Project Manager CFI Indonesia, Dr. Adipati Rahmat Gumelar, mengungkapkan bahwa hasil uji coba menunjukkan penurunan stunting signifikan di sejumlah lokasi. “Angkanya turun dari 30 persen menjadi 18 persen. Sebelumnya anak-anak nelayan hanya makan ikan goreng atau bakar, kini mereka bisa mengonsumsi nugget ikan, abon, sosis, hingga ikan asap yang lebih bergizi dan tahan lama,” jelasnya, Selasa (2/9/2025).
Berdayakan Nelayan dan Perempuan
Sejak 2020, program ini fokus pada pemberdayaan masyarakat nelayan di tingkat kampung (ohoi). Nelayan dilatih menggunakan GPS, fish finder, hingga perbaikan mesin kapal, sementara kelompok perempuan diajari mengolah hasil tangkapan menjadi produk bernilai tambah.
“Intinya kami membangun sistem yang saling terhubung: nelayan menangkap ikan, perempuan mengolah, dan kelompok usaha bersama (KUB) memasarkan produk,” tutur Adipati.
Produk olahan juga didorong memiliki nilai jual tinggi melalui branding, sertifikasi halal, hingga perlindungan Hak Kekayaan Intelektual (HAKI). Model ini sudah berjalan di Ohoi Watkidat dan Ohoi Ordertawun, dan kini direplikasi ke kampung lain.
Dukung Program Pangan Biru
Wakil Bupati Maluku Tenggara, kata Adipati, menginginkan produk-produk olahan ikan lokal menjadi kebanggaan daerah sekaligus mendukung program pangan bergizi gratis. “Produk ini harus diuji kandungan gizinya agar bisa berkontribusi dalam menekan stunting. Itu sejalan dengan konsep pangan biru,” ujarnya.

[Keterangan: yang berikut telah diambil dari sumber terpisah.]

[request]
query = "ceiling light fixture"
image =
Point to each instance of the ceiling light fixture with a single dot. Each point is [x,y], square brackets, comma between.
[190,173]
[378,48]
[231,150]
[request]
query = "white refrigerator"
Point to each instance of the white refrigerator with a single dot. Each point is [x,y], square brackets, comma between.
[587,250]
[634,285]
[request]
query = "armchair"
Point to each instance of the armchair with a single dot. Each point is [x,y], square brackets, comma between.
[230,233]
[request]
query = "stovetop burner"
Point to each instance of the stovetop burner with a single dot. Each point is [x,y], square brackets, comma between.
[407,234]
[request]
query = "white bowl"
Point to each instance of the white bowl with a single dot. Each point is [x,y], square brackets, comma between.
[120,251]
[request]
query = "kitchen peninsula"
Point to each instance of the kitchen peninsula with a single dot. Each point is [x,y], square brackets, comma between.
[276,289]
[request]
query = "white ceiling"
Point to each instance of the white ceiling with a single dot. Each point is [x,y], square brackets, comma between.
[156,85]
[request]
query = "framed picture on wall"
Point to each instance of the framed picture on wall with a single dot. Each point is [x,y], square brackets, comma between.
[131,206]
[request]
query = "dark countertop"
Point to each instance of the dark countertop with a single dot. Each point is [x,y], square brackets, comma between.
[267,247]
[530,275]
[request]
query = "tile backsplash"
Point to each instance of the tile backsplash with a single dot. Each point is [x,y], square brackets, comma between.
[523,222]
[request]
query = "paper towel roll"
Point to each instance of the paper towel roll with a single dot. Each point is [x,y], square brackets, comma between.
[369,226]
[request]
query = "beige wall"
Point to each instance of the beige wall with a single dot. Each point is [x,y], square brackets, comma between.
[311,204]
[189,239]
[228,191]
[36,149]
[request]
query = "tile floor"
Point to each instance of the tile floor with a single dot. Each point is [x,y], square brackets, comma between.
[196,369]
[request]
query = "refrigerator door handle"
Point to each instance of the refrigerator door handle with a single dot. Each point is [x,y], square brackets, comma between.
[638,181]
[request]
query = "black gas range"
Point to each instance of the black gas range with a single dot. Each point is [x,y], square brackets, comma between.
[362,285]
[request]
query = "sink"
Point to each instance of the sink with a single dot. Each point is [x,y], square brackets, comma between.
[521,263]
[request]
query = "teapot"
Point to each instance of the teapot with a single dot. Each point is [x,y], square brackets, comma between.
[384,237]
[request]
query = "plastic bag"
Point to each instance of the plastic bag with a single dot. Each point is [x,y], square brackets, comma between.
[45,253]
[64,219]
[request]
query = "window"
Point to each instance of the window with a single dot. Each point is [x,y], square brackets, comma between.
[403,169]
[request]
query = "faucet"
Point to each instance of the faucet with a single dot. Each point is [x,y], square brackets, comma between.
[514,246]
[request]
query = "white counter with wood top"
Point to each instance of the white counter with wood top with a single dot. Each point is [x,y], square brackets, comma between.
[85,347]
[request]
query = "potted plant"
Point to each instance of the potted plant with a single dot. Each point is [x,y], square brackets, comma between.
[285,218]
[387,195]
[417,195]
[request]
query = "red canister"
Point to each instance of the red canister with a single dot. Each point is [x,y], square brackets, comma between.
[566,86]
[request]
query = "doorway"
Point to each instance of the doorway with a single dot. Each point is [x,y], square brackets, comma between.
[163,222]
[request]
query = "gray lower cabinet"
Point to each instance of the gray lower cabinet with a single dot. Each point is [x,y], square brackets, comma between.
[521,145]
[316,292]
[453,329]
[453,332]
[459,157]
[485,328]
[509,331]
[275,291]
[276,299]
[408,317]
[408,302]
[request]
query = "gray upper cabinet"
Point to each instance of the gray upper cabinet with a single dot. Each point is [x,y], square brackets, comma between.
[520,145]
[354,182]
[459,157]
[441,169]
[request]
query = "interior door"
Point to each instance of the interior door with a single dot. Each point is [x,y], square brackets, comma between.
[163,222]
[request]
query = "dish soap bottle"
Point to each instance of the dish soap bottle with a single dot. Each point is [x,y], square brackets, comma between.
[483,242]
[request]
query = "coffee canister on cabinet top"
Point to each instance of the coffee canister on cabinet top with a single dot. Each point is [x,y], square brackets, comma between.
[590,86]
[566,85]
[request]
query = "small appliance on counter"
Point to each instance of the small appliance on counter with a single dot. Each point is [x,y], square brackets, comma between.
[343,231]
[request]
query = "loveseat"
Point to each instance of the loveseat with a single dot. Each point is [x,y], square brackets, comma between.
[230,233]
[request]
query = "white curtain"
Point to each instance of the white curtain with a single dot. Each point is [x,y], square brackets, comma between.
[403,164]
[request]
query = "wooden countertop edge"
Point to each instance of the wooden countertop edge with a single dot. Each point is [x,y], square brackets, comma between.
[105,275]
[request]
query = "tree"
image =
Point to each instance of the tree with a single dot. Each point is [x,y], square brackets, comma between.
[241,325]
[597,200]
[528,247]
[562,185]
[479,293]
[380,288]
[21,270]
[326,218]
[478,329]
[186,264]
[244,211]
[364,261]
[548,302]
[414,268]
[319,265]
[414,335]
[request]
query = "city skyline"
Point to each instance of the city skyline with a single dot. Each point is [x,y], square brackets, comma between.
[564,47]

Lindungi Wilayah Adat dan Konservasi
Selain sektor perikanan, CFI Indonesia juga aktif melindungi masyarakat hukum adat yang menjaga laut melalui tradisi sasi. Dengan pelatihan selam bersertifikat dan pemetaan berbasis GIS, wilayah adat kini memiliki peta zonasi resmi yang diakui Pemerintah Daerah.
“Dulu batas wilayah sasi hanya dari batu ke batu, sekarang sudah dipetakan dan disahkan lewat Peraturan Bupati maupun Gubernur. Masyarakat adat kini lebih berdaya menjaga laut dari pencurian nelayan luar daerah,” jelas Adipati.
Maluku Tenggara Jadi Inspirasi
Menurutnya, masyarakat Maluku Tenggara sangat kooperatif, pekerja keras, dan cepat beradaptasi dengan pelatihan. Hal ini membuat Kabupaten tersebut dipilih sebagai percontohan nasional. “Hasil baik di Maluku Tenggara akan kami dorong untuk diterapkan di wilayah lain,” katanya.
Ia menambahkan, keberhasilan ini tidak lepas dari semangat warga pesisir yang sejak awal ingin mandiri. Kini, sejumlah perempuan nelayan telah mampu menghasilkan omzet belasan juta rupiah per bulan, sementara nelayan semakin terampil menggunakan teknologi modern.
Harapan ke Depan
Program CFI Indonesia masih akan berjalan hingga 2026 dengan fokus pada perikanan, konservasi, pariwisata, dan penguatan masyarakat adat. “Harapan saya, masyarakat terus semangat bekerja dan belajar, agar manfaat program ini berkelanjutan untuk masa depan mereka dan lingkungan,” tutup Adipati.